In "Life in the Iron Mills," whom do you sympathize with more: Deborah or Hugh? Why?
The author shows both characters as having a number of negative factors operating in their lives, which makes it is difficult to rank their relative situations. Both Deborah and Hugh commit crimes, but Hugh receives a much harsher sentence. Deborah serves a short sentence and, after her release, seems to find a peaceful, meaningful existence. Hugh, in contrast, despairs upon receiving a long sentence, which leads to his taking his own life.
Deborah apparently steals money because she is motivated by her love for Hugh. Believing in his talent as an artist, she hopes to enable him to leave the oppressive, dangerous work behind. She earns sympathy based on altruistic motives, but the reader may wonder if she is trying to buy his love with these ill-gotten gains.
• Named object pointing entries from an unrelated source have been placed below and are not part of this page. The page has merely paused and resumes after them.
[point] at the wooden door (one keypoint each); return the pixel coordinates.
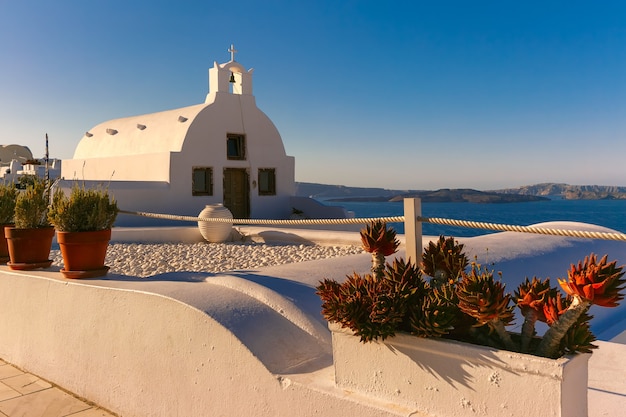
(237, 192)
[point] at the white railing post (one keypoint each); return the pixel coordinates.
(413, 230)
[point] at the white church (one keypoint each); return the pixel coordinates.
(225, 150)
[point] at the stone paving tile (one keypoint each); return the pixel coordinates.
(51, 402)
(7, 392)
(26, 383)
(92, 412)
(26, 395)
(7, 371)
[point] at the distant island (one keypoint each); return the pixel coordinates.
(537, 192)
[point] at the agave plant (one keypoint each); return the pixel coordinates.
(380, 241)
(445, 299)
(444, 260)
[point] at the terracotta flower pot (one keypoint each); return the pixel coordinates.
(4, 247)
(83, 253)
(29, 248)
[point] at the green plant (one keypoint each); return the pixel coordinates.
(471, 304)
(8, 195)
(84, 210)
(31, 205)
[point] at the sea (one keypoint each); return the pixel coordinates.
(607, 213)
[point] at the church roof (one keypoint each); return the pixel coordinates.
(150, 133)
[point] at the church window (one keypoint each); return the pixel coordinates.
(267, 181)
(235, 146)
(202, 181)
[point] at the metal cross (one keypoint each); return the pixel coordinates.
(232, 51)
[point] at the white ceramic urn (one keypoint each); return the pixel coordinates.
(215, 232)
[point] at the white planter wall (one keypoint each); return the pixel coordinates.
(447, 378)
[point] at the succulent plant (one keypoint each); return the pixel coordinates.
(469, 305)
(444, 260)
(380, 241)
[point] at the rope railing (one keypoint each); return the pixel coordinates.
(392, 219)
(525, 229)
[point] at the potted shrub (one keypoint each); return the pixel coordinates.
(8, 194)
(83, 222)
(463, 359)
(29, 241)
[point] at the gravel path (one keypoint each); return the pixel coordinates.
(144, 260)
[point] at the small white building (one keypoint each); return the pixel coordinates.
(225, 150)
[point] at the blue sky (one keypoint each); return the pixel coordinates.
(405, 94)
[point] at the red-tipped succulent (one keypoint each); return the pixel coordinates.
(377, 238)
(596, 282)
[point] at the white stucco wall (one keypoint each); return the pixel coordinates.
(147, 160)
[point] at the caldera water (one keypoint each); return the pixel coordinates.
(607, 213)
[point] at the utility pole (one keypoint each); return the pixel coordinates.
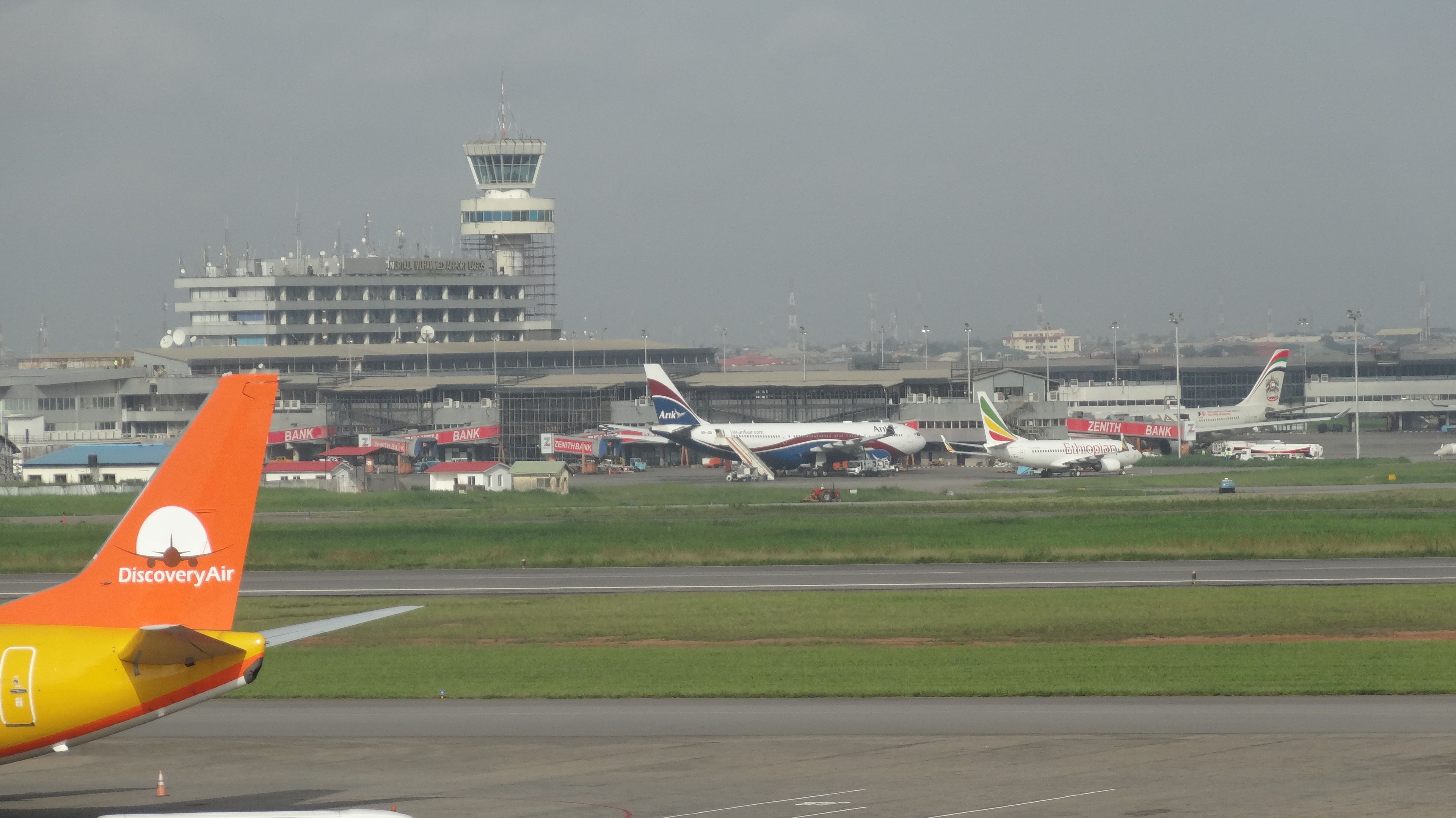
(804, 347)
(967, 360)
(1355, 317)
(1177, 319)
(1116, 327)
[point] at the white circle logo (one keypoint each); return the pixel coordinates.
(172, 535)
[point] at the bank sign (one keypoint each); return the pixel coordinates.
(301, 436)
(1133, 430)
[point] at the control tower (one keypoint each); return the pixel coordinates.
(509, 225)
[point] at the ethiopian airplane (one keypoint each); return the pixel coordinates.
(146, 629)
(778, 446)
(1260, 408)
(1050, 456)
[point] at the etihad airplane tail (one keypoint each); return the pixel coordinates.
(670, 405)
(1272, 383)
(998, 433)
(177, 558)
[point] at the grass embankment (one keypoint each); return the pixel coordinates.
(874, 644)
(581, 541)
(627, 495)
(1288, 474)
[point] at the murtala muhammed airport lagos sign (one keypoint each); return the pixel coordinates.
(1130, 429)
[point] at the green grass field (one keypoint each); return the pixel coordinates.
(581, 541)
(919, 618)
(870, 644)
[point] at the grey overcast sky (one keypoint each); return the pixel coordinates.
(960, 159)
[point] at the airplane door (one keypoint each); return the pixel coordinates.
(17, 707)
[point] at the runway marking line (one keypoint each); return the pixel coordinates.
(1023, 804)
(765, 803)
(762, 587)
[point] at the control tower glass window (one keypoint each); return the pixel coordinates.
(506, 169)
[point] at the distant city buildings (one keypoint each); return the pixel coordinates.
(1046, 341)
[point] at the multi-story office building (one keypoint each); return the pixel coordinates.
(503, 287)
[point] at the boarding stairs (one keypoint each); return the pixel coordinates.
(746, 456)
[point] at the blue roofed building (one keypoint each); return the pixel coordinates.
(98, 463)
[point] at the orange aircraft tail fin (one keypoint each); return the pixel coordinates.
(177, 558)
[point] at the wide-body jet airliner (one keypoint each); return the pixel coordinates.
(779, 446)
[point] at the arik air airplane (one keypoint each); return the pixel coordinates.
(778, 446)
(1050, 456)
(146, 629)
(1260, 408)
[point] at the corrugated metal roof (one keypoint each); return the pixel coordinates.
(290, 466)
(547, 468)
(472, 466)
(107, 455)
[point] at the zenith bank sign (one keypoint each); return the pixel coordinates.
(296, 436)
(1129, 429)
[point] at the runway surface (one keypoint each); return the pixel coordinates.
(561, 718)
(865, 759)
(820, 577)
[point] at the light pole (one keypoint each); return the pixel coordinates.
(1177, 319)
(967, 360)
(804, 350)
(1355, 317)
(1116, 327)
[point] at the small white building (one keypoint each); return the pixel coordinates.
(98, 463)
(306, 475)
(478, 475)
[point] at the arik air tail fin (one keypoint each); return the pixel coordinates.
(177, 558)
(670, 405)
(997, 430)
(1272, 383)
Hugh is not only suffering because of the limits placed on his artistic expression, but also is physically ill with tuberculosis. It is clear that staying in the mills is bad for him in every way and that no easy solution presents itself. Employment is scarce, and the owners have tremendous power. Nevertheless, Hugh accepts the gift from Deborah although he knows that she does not have any money of her own. Through this acceptance, he willingly makes himself an accomplice. While suicide may seems to be an extreme reaction, he would have been aware that remaining incarcerated would ultimately take his life.